A Preview of the $100 Laptop
The mockup I saw was about the size of a large paperback book. There's a stiff rubber gasket around the edge of the machine, which can double as a stand. The keyboard on the mockup was detachable, but will probably fold out on a hinge. The system is designed to work in three modes: laptop mode (screen up, keyboard down, handle behind as a stand); book mode (screen on the front, keyboard on the back, comfortable indentation for holding it in the left hand. Pressing on the keyboard "accordian-stype" - as Negroponte puts it - allows for page scrolling); and game mode (screen in the front, keyboard in the back, held sideways, like an oversized PSP. Two trackballs, surrounded by four way buttons, on each side of the screen act as controls, and function keys on the back act as additional buttons.)
The keyboard on the prototype I saw was removeable - I think this was a nod to the idea that separate keyboards will need to be produced for different markets. In China, the appropriate device might be a stylus and pad rather than a keyboard, making it easier to enter ideograms.

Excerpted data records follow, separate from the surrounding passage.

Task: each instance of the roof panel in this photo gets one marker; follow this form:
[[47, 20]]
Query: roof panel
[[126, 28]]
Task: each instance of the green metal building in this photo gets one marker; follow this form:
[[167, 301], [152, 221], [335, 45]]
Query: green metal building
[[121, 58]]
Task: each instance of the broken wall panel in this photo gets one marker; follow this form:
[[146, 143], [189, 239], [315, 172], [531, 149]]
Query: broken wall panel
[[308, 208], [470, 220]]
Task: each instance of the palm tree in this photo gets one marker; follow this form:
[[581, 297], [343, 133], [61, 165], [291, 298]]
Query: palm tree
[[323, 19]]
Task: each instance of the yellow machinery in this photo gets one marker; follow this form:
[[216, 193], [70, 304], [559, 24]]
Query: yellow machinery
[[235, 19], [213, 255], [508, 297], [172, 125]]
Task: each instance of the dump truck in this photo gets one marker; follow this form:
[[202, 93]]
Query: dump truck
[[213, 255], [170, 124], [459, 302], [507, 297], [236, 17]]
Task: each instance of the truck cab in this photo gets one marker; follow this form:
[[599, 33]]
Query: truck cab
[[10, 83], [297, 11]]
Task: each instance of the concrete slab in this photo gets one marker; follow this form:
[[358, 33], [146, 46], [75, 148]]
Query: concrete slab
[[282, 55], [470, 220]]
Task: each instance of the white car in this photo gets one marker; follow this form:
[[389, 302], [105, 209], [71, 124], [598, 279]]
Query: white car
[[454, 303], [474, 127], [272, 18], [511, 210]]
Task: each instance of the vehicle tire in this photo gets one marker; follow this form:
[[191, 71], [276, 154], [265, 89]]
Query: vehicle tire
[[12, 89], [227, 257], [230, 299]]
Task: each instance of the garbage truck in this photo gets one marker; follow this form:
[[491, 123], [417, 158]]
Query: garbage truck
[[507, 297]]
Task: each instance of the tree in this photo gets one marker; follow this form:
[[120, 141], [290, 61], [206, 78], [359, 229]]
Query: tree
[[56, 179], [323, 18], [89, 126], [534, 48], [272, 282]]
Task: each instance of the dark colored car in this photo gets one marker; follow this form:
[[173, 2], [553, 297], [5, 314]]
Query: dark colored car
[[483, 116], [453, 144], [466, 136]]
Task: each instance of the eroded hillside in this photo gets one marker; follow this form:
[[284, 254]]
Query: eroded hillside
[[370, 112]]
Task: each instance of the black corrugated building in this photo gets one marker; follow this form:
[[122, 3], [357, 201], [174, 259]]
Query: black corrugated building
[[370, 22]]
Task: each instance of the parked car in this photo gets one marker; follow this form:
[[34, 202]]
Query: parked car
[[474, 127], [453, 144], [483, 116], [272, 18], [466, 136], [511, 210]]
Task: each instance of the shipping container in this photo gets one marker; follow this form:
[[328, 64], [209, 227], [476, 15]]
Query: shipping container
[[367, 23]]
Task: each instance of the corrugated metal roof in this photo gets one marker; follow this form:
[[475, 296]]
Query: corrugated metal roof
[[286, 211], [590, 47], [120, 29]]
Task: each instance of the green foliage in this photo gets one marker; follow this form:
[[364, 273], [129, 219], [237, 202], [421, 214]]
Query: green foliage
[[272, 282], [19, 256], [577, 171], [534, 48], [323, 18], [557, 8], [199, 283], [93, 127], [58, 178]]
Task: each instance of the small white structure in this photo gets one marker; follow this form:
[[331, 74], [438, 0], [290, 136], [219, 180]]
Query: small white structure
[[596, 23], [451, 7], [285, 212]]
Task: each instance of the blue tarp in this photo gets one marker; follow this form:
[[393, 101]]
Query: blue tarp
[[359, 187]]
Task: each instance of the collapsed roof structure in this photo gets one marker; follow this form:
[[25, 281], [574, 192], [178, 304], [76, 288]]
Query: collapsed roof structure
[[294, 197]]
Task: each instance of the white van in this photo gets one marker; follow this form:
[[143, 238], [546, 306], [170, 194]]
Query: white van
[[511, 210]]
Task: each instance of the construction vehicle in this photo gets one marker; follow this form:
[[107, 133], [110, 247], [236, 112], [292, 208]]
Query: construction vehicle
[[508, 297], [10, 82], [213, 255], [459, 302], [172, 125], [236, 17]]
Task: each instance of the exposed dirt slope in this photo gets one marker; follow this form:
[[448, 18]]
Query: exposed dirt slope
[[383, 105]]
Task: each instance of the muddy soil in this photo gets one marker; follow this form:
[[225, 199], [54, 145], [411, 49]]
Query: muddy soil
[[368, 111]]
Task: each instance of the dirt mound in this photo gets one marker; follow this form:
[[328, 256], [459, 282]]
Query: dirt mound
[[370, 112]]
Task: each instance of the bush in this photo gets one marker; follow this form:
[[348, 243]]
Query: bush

The screen I'm staring at as I type this is backlit with white light - it's what's called a transmissive display. To produce colors on the screen, there are three colored filters that can be selectively applied to each pixel - these filters allow each pixel to display a huge range of colors.
I didn't get to see the software being designed to operate the machine, but learned a bit more about the team working on it. A small team of Red Hat engineers are customizing a Red Hat distro to the processor and hardware specifications of the machine. They're doing some work on the GUI as well, as are Alan Kay and Seymour Papert.